La oposición ya se ha expedido acerca de la pertinencia del “impeachment”. En el juicio político no hace falta demostrar la comisión de delito, ni tampoco una sentencia condenatoria pues constituye una vía parlamentaria paralela a la justicia. El artículo 53 de la Constitución señala las causales de formación de causa “por mal desempeño o por delito en el ejercicio de sus funciones; o por crímenes comunes”. El mal desempeño es paraguas suficiente para la fundamentación del “impeachment”, pero no se conseguirán los dos tercios de los miembros presentes para aprobar la formación de causa en la Cámara de Diputados que obra como cámara acusadora y tampoco para la condena que implicaría su destitución, por el Senado. Los escaños del oficialismo pueden proteger, entonces, al vicepresidente. ¿Qué hará la Presidenta? No parece probable que abandone a Boudou a su suerte. Inmolarlo sería, para ella, muestra de debilidad o impotencia. Por el contrario, omnipotencia y prepotencia suelen ser atributos combinados que muy frecuentemente atrapan a ciertos estilos de liderazgo. Quizá existan otras razones -menos relacionadas con su temperamento- para sostenerlo que deberán, en todo caso, ser investigadas por la Justicia.
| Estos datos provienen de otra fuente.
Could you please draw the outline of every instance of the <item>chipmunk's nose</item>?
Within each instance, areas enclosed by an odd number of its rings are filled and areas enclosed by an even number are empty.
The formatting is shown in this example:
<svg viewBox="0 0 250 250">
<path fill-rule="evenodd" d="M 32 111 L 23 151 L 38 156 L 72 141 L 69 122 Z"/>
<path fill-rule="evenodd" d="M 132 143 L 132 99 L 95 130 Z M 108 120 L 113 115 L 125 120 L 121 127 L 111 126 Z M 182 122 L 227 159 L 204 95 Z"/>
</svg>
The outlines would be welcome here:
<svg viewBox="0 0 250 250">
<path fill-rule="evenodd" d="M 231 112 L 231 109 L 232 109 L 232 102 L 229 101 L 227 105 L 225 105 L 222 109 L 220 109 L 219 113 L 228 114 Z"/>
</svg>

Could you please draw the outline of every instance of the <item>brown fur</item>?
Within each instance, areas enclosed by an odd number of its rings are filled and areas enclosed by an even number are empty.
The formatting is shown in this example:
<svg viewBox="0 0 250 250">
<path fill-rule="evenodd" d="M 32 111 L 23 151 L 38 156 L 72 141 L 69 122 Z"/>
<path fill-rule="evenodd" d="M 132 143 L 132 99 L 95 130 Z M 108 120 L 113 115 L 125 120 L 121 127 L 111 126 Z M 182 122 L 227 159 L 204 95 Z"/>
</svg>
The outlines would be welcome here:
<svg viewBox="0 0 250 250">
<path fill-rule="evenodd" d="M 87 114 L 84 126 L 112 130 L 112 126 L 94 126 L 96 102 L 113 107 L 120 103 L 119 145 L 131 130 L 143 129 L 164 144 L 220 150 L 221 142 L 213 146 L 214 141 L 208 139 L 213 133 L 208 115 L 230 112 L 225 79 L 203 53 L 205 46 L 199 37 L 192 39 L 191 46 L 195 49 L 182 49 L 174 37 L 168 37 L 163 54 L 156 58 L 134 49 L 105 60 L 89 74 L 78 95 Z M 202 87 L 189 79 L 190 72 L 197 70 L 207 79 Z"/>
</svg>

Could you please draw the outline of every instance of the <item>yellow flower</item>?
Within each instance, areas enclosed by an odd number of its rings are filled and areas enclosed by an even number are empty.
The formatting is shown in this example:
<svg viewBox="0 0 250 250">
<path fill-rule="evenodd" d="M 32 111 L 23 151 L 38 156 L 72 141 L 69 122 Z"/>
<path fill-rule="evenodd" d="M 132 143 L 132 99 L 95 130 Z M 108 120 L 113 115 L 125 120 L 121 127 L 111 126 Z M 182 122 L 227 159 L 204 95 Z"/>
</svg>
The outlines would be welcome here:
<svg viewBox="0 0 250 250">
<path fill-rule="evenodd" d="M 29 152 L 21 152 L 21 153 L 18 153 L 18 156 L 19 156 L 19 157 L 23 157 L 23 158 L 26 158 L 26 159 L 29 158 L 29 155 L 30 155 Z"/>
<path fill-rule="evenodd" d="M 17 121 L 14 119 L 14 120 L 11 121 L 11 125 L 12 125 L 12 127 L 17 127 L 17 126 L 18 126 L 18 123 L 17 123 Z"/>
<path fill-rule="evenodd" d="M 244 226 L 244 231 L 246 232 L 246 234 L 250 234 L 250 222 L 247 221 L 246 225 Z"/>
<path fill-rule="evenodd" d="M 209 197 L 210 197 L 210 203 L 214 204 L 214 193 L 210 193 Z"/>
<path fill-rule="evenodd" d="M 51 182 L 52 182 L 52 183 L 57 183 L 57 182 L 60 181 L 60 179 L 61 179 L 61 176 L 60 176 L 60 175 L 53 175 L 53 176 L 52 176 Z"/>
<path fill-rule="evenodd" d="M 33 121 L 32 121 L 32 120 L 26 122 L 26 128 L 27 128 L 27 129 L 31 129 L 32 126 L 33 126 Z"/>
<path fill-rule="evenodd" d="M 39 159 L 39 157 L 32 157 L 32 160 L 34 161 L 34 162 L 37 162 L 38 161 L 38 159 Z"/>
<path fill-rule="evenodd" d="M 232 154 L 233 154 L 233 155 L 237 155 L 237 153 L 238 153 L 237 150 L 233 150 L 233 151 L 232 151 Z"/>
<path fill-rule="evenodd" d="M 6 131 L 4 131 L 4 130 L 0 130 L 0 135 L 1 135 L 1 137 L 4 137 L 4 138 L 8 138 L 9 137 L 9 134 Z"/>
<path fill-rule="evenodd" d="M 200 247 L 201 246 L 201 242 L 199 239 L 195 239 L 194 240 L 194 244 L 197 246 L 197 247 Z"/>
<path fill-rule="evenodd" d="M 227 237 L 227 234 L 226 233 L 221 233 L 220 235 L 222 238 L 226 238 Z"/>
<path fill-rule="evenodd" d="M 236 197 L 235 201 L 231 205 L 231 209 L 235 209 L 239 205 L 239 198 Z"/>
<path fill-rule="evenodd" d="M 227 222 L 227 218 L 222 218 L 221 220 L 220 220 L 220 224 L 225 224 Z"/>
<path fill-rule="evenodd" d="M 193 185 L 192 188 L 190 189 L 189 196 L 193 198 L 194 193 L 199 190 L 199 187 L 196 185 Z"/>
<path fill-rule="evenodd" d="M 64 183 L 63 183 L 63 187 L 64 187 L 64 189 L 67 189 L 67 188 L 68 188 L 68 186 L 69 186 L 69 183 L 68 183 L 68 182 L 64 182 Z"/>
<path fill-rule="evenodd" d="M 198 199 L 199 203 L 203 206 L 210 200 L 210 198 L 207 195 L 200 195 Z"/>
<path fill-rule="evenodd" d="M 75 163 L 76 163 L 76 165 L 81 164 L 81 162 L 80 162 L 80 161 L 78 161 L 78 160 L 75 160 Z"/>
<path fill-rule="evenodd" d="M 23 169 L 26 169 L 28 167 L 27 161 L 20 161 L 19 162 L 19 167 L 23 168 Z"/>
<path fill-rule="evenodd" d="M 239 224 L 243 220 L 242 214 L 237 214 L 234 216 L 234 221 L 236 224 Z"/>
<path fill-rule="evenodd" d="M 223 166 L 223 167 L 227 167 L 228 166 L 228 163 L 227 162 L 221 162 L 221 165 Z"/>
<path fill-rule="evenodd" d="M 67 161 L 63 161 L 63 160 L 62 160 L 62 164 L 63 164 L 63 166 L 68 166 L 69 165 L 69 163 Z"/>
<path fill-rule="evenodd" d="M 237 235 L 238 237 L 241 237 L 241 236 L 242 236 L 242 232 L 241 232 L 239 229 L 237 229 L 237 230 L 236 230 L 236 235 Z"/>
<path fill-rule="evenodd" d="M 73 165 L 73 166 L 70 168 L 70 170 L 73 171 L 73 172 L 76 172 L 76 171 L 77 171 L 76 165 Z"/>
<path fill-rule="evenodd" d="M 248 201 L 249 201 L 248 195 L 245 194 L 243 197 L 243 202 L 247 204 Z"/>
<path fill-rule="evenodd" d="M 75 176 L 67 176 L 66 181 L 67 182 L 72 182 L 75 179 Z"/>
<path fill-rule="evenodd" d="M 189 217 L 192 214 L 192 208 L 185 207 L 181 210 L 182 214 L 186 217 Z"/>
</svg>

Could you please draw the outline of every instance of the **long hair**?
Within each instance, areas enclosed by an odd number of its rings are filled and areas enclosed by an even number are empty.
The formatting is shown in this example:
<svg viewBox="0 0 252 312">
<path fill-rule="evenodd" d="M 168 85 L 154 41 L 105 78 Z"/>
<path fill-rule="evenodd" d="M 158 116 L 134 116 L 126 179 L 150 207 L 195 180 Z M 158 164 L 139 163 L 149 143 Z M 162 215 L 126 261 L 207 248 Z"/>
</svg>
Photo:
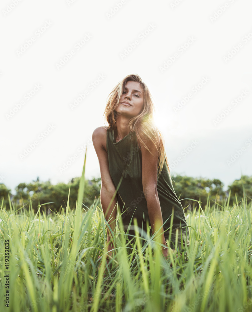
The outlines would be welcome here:
<svg viewBox="0 0 252 312">
<path fill-rule="evenodd" d="M 164 149 L 164 140 L 162 135 L 154 124 L 153 111 L 154 109 L 152 97 L 146 85 L 143 82 L 139 76 L 137 74 L 128 75 L 119 82 L 109 95 L 107 99 L 104 113 L 106 119 L 109 124 L 108 129 L 116 129 L 115 121 L 117 116 L 115 109 L 120 103 L 125 85 L 128 81 L 139 82 L 143 93 L 143 107 L 137 116 L 131 118 L 128 123 L 129 132 L 135 132 L 137 138 L 141 145 L 143 145 L 152 155 L 141 137 L 148 139 L 154 143 L 158 151 L 158 178 L 161 173 L 165 161 L 169 174 L 169 167 L 167 157 Z M 159 140 L 159 144 L 158 141 Z"/>
</svg>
Boudou es también una metáfora de la Argentina del kirchnerismo y de otras administraciones anteriores. La primacía del deseo sobre la ley, del poder sobre el derecho y del sentimiento de impunidad como territorio natural de una política que se consume en frívola banalidad. ¿Podrá la Justicia revertir, esta vez, su propio ciclo? Un ciclo donde los jueces aparecen poniendo límites al poder cuando una administración se va desvaneciendo. Pero que parece desdibujarse cuando otra presidencia emerge como la salvadora de la patria y reclama para sí todo el poder. La compulsión a la repetición, en la Argentina, está siempre a la vuelta de la esquina y con ello las lecciones de la Historia se olvidan muy fácilmente.